Wang Tong-Hong, Li Wan-Ting, Yu Szu-Hsien, Au Lo-Chun
Institute of Biotechnology in Medicine, Department of Biotechnology and Laboratory Science in Medicine, National Yang-Ming University, Taipei, Taiwan, Republic of China.
Oligonucleotides. 2008 Sep;18(3):295-9. doi: 10.1089/oli.2008.0138.
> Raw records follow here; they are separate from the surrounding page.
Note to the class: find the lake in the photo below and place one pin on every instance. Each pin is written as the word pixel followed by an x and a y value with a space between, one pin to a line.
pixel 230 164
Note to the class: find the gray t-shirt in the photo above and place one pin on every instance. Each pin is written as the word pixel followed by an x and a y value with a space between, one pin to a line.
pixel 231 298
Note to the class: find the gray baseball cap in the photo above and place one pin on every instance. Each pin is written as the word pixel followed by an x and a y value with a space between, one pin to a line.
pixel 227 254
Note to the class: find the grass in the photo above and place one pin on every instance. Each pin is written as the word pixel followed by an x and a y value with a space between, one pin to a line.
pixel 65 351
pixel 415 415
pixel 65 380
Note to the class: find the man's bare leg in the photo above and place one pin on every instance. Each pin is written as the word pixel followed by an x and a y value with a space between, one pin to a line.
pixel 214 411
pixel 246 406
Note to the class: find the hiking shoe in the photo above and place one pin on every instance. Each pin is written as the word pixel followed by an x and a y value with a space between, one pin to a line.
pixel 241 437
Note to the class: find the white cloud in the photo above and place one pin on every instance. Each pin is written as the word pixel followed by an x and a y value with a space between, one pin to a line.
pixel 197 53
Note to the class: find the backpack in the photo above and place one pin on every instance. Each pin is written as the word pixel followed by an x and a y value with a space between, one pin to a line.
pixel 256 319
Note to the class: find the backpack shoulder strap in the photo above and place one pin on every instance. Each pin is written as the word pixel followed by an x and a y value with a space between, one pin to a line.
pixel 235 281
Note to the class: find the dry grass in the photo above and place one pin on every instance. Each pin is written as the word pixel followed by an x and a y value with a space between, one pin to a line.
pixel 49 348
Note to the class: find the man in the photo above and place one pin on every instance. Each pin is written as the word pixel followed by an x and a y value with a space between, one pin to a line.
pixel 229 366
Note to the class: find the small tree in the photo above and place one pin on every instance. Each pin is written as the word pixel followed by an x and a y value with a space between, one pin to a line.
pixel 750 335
10-23 DNAzyme is an oligodeoxyribonucleotide-based ribonuclease. It consists of a 15-nt catalytic domain flanked by two target-specific complementary arms. It has been shown to cleave target mRNA effectively at purine (R)-pyrimidine (Y) dinucleotide. Taking advantage of this specific property, 10-23 DNAzyme was designed to cleave mRNA of a given allele at a unique RY dinucleotide while leaving the mRNA encoded from other alleles of the same gene intact. In this study, a p53-R249S (AGG-->AGT) mutant was tested. 10-23 DNAzyme was used to cut mutant mRNA at GT dinucleotide of codon 249. Both in vitro and in vivo studies showed that this DNAzyme could specifically cut the mutant p53 allele, leaving the wild-type unaffected. This proof-of-concept experiment provided a new way to knock down expression of a given allele with special single-base transversion.
10-23脱氧核酶是一种基于寡脱氧核糖核苷酸的核糖核酸酶。它由一个15个核苷酸的催化结构域组成,两侧是两个靶标特异性互补臂。已证明它能在嘌呤(R)-嘧啶(Y)二核苷酸处有效切割靶标mRNA。利用这一特性,设计了10-23脱氧核酶,使其在一个独特的RY二核苷酸处切割给定等位基因的mRNA,同时保持同一基因其他等位基因编码的mRNA完整。在本研究中,对p53-R249S(AGG→AGT)突变体进行了测试。使用10-23脱氧核酶在密码子249的GT二核苷酸处切割突变体mRNA。体外和体内研究均表明,这种脱氧核酶能特异性切割突变型p53等位基因,而不影响野生型。这一概念验证实验为通过特殊的单碱基颠换敲低给定等位基因的表达提供了一种新方法。